Le contexte économique s’est dégradé et les craintes de la banque centrale concernant une résurgence de l’inflation ne sont plus qu’un lointain souvenir. Si on ajoute les mesures d’austérité budgétaire qui vont être mises en œuvre l’an prochain, la croissance économique va fléchir en zone euro de 1,7 % cette année à 0,5 % l’an prochain, estiment les économistes de Morgan Stanley. Dans ces conditions, « nous n’attendons plus une hausse des taux de la BCE mais plutôt une baisse des taux l’année prochaine, anticipent les analystes de la banque américaine. Nous abaissons notre prévision de taux refi à 1 % fin 2012 ». Hausse, baisse ou stabilité, toutes les options sont ouvertes. C’est la différence avec la Réserve fédérale qui a dégagé l’horizon des prévisionnistes en annonçant le maintien de sa politique de taux zéro (Zirp - zero interest rate policy) jusqu’au milieu de 2013.

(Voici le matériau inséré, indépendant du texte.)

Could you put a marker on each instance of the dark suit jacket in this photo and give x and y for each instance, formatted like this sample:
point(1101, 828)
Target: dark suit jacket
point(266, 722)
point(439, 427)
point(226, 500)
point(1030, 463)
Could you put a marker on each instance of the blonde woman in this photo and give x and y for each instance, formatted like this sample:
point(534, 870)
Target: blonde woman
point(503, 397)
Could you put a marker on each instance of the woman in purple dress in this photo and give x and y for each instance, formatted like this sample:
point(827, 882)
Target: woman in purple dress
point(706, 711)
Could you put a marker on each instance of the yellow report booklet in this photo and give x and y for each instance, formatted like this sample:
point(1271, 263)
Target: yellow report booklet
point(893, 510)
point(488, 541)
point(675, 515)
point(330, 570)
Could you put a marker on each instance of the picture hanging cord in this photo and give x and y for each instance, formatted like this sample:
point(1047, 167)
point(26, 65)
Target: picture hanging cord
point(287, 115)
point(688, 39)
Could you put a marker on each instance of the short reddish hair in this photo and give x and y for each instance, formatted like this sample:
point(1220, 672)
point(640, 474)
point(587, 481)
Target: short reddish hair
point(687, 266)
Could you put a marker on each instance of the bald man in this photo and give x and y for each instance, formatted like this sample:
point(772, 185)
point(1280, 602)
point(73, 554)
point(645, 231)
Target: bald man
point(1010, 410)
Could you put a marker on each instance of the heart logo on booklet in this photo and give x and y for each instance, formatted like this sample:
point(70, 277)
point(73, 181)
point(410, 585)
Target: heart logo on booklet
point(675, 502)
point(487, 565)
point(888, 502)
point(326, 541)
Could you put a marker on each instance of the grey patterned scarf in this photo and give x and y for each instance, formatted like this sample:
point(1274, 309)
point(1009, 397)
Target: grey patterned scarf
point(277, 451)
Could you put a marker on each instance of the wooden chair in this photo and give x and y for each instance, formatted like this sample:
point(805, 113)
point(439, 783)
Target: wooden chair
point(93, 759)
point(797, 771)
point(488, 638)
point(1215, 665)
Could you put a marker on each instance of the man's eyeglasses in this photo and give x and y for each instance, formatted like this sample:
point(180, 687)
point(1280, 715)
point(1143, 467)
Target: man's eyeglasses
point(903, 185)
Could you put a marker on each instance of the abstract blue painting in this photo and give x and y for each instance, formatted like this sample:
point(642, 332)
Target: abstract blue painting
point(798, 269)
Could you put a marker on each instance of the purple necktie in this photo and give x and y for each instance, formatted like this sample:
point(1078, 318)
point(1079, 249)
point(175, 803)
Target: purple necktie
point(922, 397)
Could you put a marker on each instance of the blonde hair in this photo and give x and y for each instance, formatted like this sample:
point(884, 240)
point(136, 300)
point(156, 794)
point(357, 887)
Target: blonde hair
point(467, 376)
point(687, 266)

Une politique accommodante ?

Autre différence avec la Réserve fédérale, la séparation opérée par la BCE entre la politique de taux d’intérêt et la politique de gestion de la liquidité. Elle ne semble pas remise en cause par les récents événements. L’argument massue avancé par plusieurs responsables de la banque centrale pour justifier leur décision de relever le taux refi est que les taux d’intérêt réels à court terme sont négatifs, signe que la politique monétaire demeure accommodante, selon la BCE. C’est le cas assez loin sur la courbe des taux pour les titres d’Etat français (le 2 ans à 0,90 %) ou allemands (0,65 %), mais pas du tout pour les titres italiens ou espagnols de même maturité (supérieurs à 3 %).

« Le principe de séparation tiendra à la hausse comme à la baisse des taux, la banque centrale restant pragmatique face aux tensions sur le marché interbancaire », estime Frédérik Ducrozet. Pour contrer ces tensions, la BCE a réactivé son LTRO (opérations de refinancement à long terme) à six mois, sans limite (full allotment) et à taux fixe, servant le 10 août près de 50 milliards d’euros demandés par les banques. Preuve des tensions sur l’interbancaire, le retour de cette liquidité à la facilité de dépôt de la BCE a atteint 90 milliards d’euros en fin de semaine dernière. C’est certes loin des niveaux atteints après la faillite de Lehman Brothers (environ le tiers), mais cela signale des risques de blocage importants. En déficit de dollars, des banques européennes ont même dû recourir à la facilité à sept jours pour obtenir plusieurs centaines de millions de dollars. La BCE a également réactivé son programme de rachats d’obligations publiques, le SMP (le portant à 110 milliards d’euros le 19 août), avec l’acquisition de titres espagnols et italiens pour plus de 35 milliards. Avec succès puisque les rendements des titres à 10 ans italiens et espagnols ont baissé de 100 points de base et se situent désormais autour de 5 %.

Hausse des taux directeurs, recherche d’une baisse des taux longs italiens et espagnols et fourniture de liquidités au secteur bancaire, l’été de la BCE n’a pas été de tout repos.